26.09.2012
Kommentar
Ganz oder gar nicht
Von Ulrich Waschki
Ganz oder gar nicht – so könnte man die neue kirchliche Regelung zum Kirchenaustritt zusammenfassen. Entweder in der Kirche bleiben, mit allen Rechten und Pflichten, oder nicht. So ganz neu ist das nicht. Der Unterschied liegt in Details. Bislang galt: Wer beim Amtsgericht oder Meldeamt den Kirchenaustritt unterschreibt, wird automatisch exkommuniziert.
Eine Regelung, die Kirchenjuristen und Kirchenkritiker von Links und Rechts anzweifelten.
Vielen ist vor allem das deutsche Kirchensteuersystem ein Dorn im Auge. Konservative Kritiker stören sich etwa daran, dass mit der Kirchensteuer Aktivitäten unterstützt werden, die sie für kirchenfeindlich halten. Dabei nennen sie dann auch schon mal katholische Verbände wie den BDKJ. Und in Rom stieß auf Kritik, dass der Abfall von Kirche und Glauben lediglich durch eine Unterschrift bei einer staatlichen Behörde festgestellt wurde, man also beim Staat sein „Seelenheil verspielen“ konnte, ohne dass sich die Kirche darum kümmerte. Auf diese römische Skepsis setzten die Kritiker. Sie hofften, dass Rom klarmachen würde: Man kann das Kirchensteuersystem, die öffentlich-rechtliche Institution verlassen, aber bleibt katholisch. Zugang zu den Sakramenten inklusive.
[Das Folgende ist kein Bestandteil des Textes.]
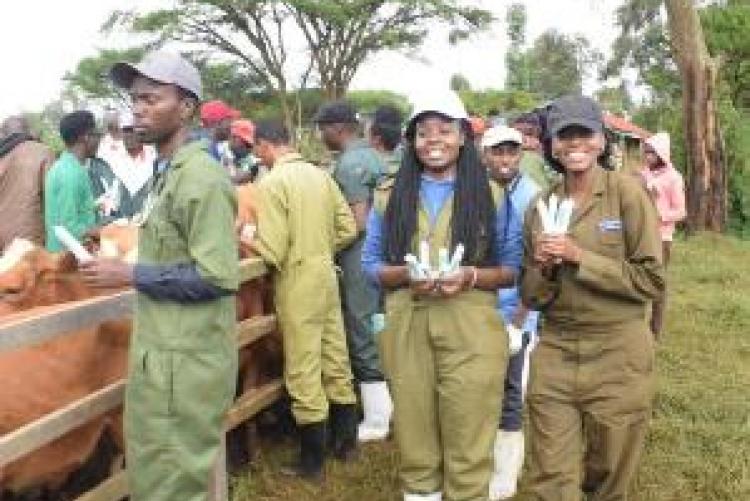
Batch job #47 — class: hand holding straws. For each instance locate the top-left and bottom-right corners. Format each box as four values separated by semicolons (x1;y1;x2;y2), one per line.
52;226;94;263
505;324;523;356
404;241;464;280
536;193;573;235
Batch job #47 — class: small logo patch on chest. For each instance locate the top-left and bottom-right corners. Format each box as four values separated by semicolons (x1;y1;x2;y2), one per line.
599;219;622;232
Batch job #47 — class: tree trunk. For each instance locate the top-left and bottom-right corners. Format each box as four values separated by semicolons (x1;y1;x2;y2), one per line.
666;0;727;232
274;80;296;144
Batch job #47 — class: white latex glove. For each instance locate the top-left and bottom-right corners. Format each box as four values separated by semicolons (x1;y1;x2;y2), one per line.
505;324;523;356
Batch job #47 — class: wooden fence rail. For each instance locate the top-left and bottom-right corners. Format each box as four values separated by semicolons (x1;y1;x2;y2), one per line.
0;259;283;501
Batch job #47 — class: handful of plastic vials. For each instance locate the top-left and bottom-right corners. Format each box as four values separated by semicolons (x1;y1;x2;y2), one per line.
404;241;464;280
536;193;573;235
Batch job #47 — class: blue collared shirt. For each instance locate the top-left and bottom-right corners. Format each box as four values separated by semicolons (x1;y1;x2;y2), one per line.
362;174;523;284
498;174;540;332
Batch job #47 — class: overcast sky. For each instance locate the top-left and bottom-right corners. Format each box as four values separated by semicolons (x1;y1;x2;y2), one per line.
0;0;620;117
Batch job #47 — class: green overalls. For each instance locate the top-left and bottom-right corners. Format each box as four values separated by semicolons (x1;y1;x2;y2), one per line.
521;167;664;501
375;185;508;501
125;142;239;501
333;139;385;383
255;154;357;425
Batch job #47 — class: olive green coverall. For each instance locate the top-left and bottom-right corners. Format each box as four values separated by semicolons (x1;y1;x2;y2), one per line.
521;167;664;501
125;142;239;501
375;182;508;501
255;154;357;425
Doch jetzt ist endgültig klar: Wer vor einer staatlichen Stelle erklärt, dass er aus der Kirche austritt, ist damit auch draußen. Keine automatische Exkommunikation, aber ein sozusagen selbst gewählter Verlust der Mitgliedsrechte. Die berechtigte römische Anfrage nach der Mitwirkung der Kirche ist berücksichtigt: Künftig bekommt jeder, der die Kirche verlässt, einen Brief mit einem Gesprächsangebot. In der Praxis werden die meisten das wohl dankend ablehnen.
In einschlägigen Foren meckern rechte Hardliner gegen das Dekret. Mit scharfen Schüssen gegen die Bischöfe, aber auch mit scharfen Schüssen gegen Rom. Die Kirchenzentrale habe sich kaufen lassen.
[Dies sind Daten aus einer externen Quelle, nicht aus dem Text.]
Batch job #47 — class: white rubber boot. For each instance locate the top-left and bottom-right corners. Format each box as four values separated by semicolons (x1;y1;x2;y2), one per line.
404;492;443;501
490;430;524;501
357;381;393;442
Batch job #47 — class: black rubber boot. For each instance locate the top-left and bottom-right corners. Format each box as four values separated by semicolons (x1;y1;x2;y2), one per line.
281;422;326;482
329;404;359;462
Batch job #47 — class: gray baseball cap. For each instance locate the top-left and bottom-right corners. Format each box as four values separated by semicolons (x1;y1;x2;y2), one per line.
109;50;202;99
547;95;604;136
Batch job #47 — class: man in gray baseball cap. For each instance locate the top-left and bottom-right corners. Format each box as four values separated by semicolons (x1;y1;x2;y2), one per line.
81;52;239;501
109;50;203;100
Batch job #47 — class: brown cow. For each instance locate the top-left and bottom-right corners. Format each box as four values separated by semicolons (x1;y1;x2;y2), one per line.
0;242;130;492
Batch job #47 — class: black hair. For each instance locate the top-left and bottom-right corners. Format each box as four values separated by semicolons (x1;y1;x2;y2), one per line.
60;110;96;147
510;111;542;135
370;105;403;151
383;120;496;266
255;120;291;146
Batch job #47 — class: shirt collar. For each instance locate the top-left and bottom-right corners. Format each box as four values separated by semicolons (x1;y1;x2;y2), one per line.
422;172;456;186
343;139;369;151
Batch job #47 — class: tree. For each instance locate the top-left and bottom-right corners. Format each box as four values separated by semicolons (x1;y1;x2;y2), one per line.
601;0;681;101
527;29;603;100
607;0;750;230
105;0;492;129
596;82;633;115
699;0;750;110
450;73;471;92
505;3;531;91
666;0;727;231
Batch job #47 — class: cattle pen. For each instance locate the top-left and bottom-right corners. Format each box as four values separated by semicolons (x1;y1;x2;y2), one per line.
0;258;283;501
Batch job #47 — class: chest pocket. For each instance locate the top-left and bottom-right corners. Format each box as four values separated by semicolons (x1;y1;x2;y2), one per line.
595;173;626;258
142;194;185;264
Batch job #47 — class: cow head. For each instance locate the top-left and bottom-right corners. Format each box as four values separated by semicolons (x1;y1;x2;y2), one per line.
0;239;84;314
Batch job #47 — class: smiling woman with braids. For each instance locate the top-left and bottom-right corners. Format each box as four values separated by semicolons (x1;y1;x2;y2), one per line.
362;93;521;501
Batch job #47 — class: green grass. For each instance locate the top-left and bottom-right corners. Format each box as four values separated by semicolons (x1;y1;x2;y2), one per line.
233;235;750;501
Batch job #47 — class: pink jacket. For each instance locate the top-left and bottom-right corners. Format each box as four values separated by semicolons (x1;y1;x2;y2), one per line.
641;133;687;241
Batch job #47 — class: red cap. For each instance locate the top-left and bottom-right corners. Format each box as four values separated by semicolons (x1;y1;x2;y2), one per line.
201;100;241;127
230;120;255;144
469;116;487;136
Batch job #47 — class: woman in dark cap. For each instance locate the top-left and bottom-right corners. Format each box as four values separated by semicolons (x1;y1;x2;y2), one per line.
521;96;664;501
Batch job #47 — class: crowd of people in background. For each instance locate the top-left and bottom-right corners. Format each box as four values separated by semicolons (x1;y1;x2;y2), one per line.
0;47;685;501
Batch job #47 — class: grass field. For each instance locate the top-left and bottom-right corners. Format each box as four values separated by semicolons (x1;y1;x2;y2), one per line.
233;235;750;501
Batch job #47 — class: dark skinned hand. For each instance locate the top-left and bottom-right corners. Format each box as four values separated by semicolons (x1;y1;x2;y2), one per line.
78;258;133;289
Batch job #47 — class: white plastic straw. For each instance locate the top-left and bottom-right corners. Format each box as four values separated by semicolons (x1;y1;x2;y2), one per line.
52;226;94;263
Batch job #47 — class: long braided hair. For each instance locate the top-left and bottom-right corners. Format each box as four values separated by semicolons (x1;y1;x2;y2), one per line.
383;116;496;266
Wer so argumentiert, unterliegt einem Denkfehler: Über das Kirchensteuersystem kann man diskutieren – aber solange man in Deutschland katholisch bleiben will, gehört die Kirchensteuer dazu. Ob alle Strukturen und Entscheidungsmechanismen in der Kirche richtig sind, ob das Geld immer richtig verwendet wird, steht auf einem anderen Blatt.
Aber die Regeln – wie Kirchensteuer oder auch Zölibat – gelten nun mal, ich kann sie nicht für mich allein ändern. Ein bisschen Kirche geht eben nicht. Und ein bisschen Austritt auch nicht.